Description
Unlock the secret to perfectly chewy, deliciously crispy mochi doughnuts at home. This simple recipe guides you to create irresistible treats that rival your favorite bakery.
Ingredients
- 1 ½ cups (180g) Glutinous Rice Flour (Mochiko)
- ½ cup (60g) Tapioca Starch
- ¼ cup (50g) Granulated Sugar
- 1 teaspoon Baking Powder
- ½ cup (120g) Silken or Soft Tofu, mashed smooth
- ⅔ cup (160ml) Milk (dairy or non-dairy)
- Neutral Oil for frying (e.g., vegetable, canola, or grapeseed)
- For Glaze (Optional):
- 1 cup (120g) Powdered Sugar
- 2–3 tablespoons Milk (or water, lemon juice, matcha powder, cocoa powder)
Instructions
- Prepare the Dry Ingredients: In a large bowl, whisk together the glutinous rice flour, tapioca starch, granulated sugar, and baking powder.

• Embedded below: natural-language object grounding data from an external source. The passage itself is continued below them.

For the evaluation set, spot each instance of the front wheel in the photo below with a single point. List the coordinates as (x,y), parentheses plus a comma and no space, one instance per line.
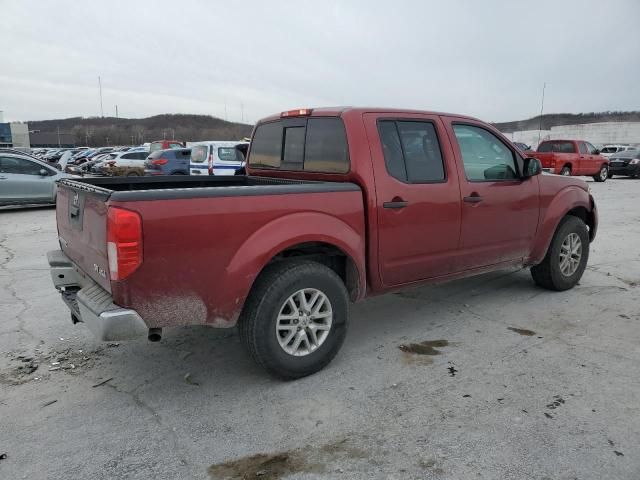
(295,319)
(602,175)
(566,258)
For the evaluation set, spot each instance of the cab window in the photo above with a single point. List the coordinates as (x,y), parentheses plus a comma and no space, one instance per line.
(484,156)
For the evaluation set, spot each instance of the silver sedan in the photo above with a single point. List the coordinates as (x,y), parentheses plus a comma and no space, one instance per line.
(25,180)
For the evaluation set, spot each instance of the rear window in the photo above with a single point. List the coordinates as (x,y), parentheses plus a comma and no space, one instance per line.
(313,144)
(228,154)
(557,147)
(199,153)
(155,146)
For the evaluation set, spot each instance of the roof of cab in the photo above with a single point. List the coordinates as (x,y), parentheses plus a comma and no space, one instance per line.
(339,111)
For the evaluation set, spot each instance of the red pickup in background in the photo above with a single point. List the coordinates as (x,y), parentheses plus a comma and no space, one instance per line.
(572,157)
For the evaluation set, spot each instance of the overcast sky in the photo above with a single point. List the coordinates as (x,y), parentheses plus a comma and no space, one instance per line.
(484,58)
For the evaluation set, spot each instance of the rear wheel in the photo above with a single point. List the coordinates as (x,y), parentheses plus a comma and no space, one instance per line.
(295,320)
(566,258)
(602,175)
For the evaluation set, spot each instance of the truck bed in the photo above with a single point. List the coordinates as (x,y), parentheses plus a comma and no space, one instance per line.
(204,239)
(169,187)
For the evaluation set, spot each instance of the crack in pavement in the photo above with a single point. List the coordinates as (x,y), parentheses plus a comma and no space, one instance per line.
(157,418)
(23,305)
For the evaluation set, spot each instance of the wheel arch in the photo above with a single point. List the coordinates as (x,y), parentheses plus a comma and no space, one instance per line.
(570,201)
(326,239)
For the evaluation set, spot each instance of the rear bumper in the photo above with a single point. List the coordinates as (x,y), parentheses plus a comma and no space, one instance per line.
(91,304)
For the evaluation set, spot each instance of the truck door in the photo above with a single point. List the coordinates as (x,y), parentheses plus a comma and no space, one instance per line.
(417,196)
(499,208)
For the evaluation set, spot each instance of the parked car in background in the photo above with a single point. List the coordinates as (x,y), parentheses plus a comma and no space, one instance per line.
(129,163)
(572,157)
(217,158)
(411,197)
(26,180)
(523,147)
(165,144)
(625,163)
(611,149)
(168,162)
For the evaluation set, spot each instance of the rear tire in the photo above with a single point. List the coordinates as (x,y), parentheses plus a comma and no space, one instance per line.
(554,274)
(268,318)
(602,175)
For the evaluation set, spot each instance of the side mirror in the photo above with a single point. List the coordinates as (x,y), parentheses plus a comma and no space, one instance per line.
(531,168)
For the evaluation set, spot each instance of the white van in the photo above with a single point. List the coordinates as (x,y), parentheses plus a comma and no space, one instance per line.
(216,158)
(610,149)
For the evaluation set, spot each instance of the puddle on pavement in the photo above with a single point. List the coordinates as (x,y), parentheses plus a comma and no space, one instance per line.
(428,347)
(273,466)
(522,331)
(422,353)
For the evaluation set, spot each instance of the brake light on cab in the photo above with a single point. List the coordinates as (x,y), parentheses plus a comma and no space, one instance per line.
(124,242)
(299,112)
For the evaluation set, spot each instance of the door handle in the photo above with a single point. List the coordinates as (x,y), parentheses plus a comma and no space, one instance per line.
(473,198)
(395,203)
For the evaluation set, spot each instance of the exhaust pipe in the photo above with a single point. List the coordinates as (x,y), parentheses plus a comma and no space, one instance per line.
(155,334)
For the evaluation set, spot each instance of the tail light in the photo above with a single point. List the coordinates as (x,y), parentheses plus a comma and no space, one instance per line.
(124,242)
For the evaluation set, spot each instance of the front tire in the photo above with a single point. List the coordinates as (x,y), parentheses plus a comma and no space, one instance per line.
(295,319)
(602,175)
(566,258)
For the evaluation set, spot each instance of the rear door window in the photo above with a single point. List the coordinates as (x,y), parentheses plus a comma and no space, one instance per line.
(411,151)
(557,147)
(313,144)
(199,153)
(592,150)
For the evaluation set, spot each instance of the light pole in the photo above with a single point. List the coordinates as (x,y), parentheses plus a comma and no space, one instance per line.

- Add Wet Ingredients: In a separate bowl, thoroughly mash the silken tofu until completely smooth. Add the mashed tofu and milk to the dry ingredients. Mix with a spatula or your hands until a soft, slightly sticky dough forms.
- Shape the Doughnuts: Lightly dust your work surface with a little extra glutinous rice flour. Take about 1.5 tablespoons of dough, roll it into a 3-4 inch rope, and connect the ends to form a ring. Alternatively, form 6-8 small balls and arrange them in a circle, gently pressing together. Repeat with remaining dough.
- Heat the Oil: Heat 2-3 inches of neutral oil in a heavy-bottomed pot to 325-340°F (160-170°C). Use a thermometer for accuracy.
- Fry the Doughnuts: Carefully lower 2-3 doughnuts into the hot oil at a time. Fry for 2-3 minutes per side, or until golden brown and puffed. They should float.
- Drain and Glaze: Remove fried doughnuts with a slotted spoon and place them on a wire rack set over a baking sheet to drain excess oil. While still warm, dip or drizzle with your desired glaze. Serve immediately.